O que faremos no céu
Participaremos da perfeição divina, eterna e infinita. É importante compreender que todos os nossos anseios, desejos e buscas que experimentamos neste mundo serão plenamente satisfeitos. No céu, não haverá dor, cansaço ou aborrecimento, pois todas essas coisas são contrárias à essência de Deus. Lá só existirão riso, alegria e amor em plenitude.
Tudo aquilo que hoje nos traz felicidade é passageiro. Um bom churrasco em família, uma conquista aguardada, o deslumbre diante de uma bela paisagem, o abraço de um filho, todos esses momentos nos enchem de alegria, mas de forma breve e limitada. São apenas lampejos da eternidade, sinais pequenos do que viveremos de maneira constante na vida celestial. No céu, aquilo que hoje sentimos em instantes será uma experiência contínua e infinita, sem interrupções, sem esgotamento, sem fim.
Essas coisas boas que experimentamos aqui são apenas sombras da eternidade, doses experimentais do que é realmente o céu. Tudo o que é bom nesta vida é apenas um fragmento da fonte do bem, que é o próprio Deus. Quando sentimos prazer, alegria e beleza em algo terreno, estamos apenas provando migalhas do verdadeiro banquete eterno. A vida presente nos mostra reflexos, mas na eternidade teremos acesso à plenitude daquilo que sempre buscamos, mas nunca alcançamos por completo.

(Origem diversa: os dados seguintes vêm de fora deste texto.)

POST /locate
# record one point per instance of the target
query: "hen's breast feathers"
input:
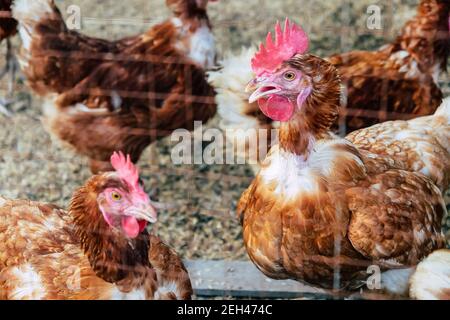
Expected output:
(378, 193)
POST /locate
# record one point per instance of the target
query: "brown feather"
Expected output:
(47, 253)
(8, 25)
(133, 91)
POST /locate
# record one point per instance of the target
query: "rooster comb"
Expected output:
(125, 168)
(288, 42)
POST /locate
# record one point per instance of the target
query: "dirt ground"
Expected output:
(202, 223)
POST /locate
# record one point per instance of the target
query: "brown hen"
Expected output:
(102, 96)
(90, 251)
(323, 209)
(398, 81)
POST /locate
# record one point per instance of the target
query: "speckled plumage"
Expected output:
(48, 253)
(397, 81)
(104, 96)
(322, 204)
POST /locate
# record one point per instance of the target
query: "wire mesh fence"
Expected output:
(200, 221)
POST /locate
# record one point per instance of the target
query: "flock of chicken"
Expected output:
(319, 206)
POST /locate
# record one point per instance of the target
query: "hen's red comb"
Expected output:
(125, 168)
(288, 43)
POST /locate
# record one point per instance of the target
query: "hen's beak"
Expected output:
(144, 212)
(260, 89)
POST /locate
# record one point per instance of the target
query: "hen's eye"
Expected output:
(116, 196)
(289, 76)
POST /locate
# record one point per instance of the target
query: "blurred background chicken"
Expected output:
(431, 280)
(398, 81)
(322, 203)
(98, 249)
(7, 29)
(102, 96)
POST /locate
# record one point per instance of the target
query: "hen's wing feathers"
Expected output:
(419, 145)
(28, 228)
(372, 80)
(173, 278)
(396, 217)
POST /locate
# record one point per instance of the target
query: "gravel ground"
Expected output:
(201, 224)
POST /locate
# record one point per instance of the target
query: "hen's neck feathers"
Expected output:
(320, 110)
(112, 257)
(426, 37)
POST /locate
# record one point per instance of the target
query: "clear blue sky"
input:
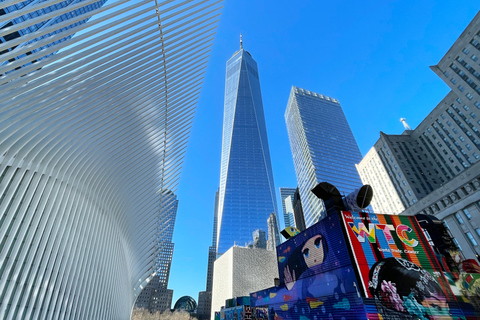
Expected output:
(373, 56)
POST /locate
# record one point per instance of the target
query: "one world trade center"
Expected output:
(247, 192)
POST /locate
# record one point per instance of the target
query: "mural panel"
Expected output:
(317, 279)
(399, 273)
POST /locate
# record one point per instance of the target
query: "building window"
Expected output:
(471, 238)
(459, 218)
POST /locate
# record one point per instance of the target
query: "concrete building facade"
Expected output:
(241, 271)
(434, 168)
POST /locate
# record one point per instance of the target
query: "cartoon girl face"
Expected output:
(313, 251)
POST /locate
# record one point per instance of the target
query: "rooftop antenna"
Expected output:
(405, 124)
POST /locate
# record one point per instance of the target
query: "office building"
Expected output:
(323, 147)
(247, 192)
(156, 296)
(434, 168)
(241, 271)
(205, 297)
(54, 27)
(298, 216)
(273, 232)
(286, 194)
(91, 147)
(259, 239)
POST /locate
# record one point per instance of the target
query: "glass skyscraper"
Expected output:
(286, 194)
(52, 26)
(323, 147)
(247, 192)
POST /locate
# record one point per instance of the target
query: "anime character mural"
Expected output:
(316, 275)
(308, 255)
(403, 290)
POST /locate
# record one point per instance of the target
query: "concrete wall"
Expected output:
(241, 271)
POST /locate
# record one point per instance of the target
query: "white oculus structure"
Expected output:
(91, 138)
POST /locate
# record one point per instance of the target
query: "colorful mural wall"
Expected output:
(243, 312)
(366, 266)
(398, 272)
(317, 278)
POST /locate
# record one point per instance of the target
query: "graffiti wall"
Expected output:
(399, 274)
(317, 279)
(243, 313)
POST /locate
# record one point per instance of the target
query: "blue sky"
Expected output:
(373, 56)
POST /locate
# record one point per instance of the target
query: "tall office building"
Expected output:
(69, 13)
(286, 194)
(205, 297)
(156, 296)
(91, 142)
(247, 192)
(434, 169)
(273, 233)
(323, 147)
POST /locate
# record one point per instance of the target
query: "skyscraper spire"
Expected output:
(247, 193)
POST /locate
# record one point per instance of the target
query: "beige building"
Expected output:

E não devemos imaginar o céu como um lugar inócuo e sem graça, como muitas vezes vemos representado em filmes ou imagens caricatas, um lugar sem cor, sem criatividade e sem diversidade. O céu não é efêmero nem monótono. Pelo contrário, se o próprio Deus é o Criador de todas as coisas, e se Ele deu ao ser humano a capacidade de produzir músicas, filmes, esportes, literatura, arte e momentos de alegria, como poderíamos pensar que a eternidade seria algo menos vivo e menos vibrante do que já experimentamos aqui? No céu, ou na nova terra, tudo será potencializado pela perfeição de Deus, e nada resultará em mal ou corrupção.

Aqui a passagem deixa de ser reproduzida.